Shimshone et le conflit israélo-palestinien

Shimshone, le conflit israélo-palestinien, et ses répercussions en France

Paix

 

Comme beaucoup de juifs français, je suis les informations concernant le conflit israélo-palestinien avec un œil inquiet. Ma principale inquiétude concerne son importation en France et le malaise qui parcourt la communauté juive française. Mais au-delà de ce sentiment, je suis particulièrement interpellé par les informations contradictoires circulant dans les différents médias. En discutant avec des juifs français, je m’aperçois que la majorité considère les médias nationaux, voire la France elle-même, comme anti-israélienne et pro-‘Hamas. Or, lorsque je discute avec des français d’origine arabe, je m’aperçois qu’ils accusent les mêmes médias nationaux d’être pro-israéliens. 
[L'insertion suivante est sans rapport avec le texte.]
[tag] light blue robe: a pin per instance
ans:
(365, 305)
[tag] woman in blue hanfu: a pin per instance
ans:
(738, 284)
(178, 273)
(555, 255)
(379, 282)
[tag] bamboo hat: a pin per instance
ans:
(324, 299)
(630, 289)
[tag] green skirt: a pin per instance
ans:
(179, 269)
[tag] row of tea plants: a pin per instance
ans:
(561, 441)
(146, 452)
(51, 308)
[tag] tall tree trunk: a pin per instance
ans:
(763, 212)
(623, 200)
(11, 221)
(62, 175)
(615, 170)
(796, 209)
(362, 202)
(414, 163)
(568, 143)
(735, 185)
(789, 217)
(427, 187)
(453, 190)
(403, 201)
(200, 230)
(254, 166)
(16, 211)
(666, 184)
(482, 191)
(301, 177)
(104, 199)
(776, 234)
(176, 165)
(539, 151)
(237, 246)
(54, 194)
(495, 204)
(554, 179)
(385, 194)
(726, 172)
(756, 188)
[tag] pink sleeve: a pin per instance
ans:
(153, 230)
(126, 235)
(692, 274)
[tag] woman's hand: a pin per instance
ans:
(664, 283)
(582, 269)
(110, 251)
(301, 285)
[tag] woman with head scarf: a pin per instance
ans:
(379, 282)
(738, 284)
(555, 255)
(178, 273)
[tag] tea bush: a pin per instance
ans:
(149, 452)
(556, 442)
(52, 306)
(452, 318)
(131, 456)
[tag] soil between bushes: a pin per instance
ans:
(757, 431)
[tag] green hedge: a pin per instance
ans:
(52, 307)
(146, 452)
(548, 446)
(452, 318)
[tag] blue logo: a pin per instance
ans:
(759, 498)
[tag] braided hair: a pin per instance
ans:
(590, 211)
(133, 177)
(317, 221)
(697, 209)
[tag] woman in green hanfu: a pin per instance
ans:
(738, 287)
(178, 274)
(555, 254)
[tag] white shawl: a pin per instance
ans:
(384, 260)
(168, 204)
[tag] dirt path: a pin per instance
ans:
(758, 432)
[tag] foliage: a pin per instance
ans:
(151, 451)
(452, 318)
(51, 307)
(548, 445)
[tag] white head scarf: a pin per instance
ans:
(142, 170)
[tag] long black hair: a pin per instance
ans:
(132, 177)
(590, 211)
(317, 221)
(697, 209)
Mon objectif n’est pas de déterminer « la vérité », d’une part car je suis conscient que « ma vérité » n’intéresse pas le lecteur qui a la sienne propre ; et d’autre part car ce blog n’est pas un support journalistique, mais un moyen de diffuser l’étude de la Torah. Je vous propose donc d’aborder ce sujet à l’aide d’une réflexion sur un passage du livre des Juges.

Samson

 

Le Livre des Juges (sefer Shofetim) suit le livre de Josué (sefer Yeochoua), faisant lui-même suite au Pentateuque (‘Houmash).  Il y est question d’une période historique trouble. Les Bné-Israël étaient dans leur terre, mais ils s’y faisaient dominer par les nations environnantes, car ils ne servaient pas convenablement Dieu. Régulièrement, un élan de repentir les prenait, et Dieu envoyait alors un Juge (Shofet), c’est-à-dire en l’espèce, un dirigeant capable de maintenir sa population dans une autonomie plus ou moins absolue.

Shimshone est l’un de ces dirigeants.  Le personnage est énigmatique. Bien que consacré à Dieu dès sa naissance, sa première volonté d’adulte est d’épouser une jolie femme philistine. Or, les Philistins étaient alors la puissance occupante en terre d’Israël. Certes, le Radak[1] précise et argumente que cette femme fut convertie avant son mariage avec Shimshon[2], et le Metsoudate David[3] montre par une lecture serrée des versets qu’elle fut choisie notamment en raison de son intelligence[4]. Toutefois le fait surprend. Ses parents sont d’ailleurs les premiers surpris, mais le suspense s’arrête avec l’affirmation du texte lui-même : « Or, ses parents ne savaient pas que cela venait de Dieu, et qu’il cherchait une occasion de nuire aux Philistins qui dominaient alors sur Israël » (14, 4).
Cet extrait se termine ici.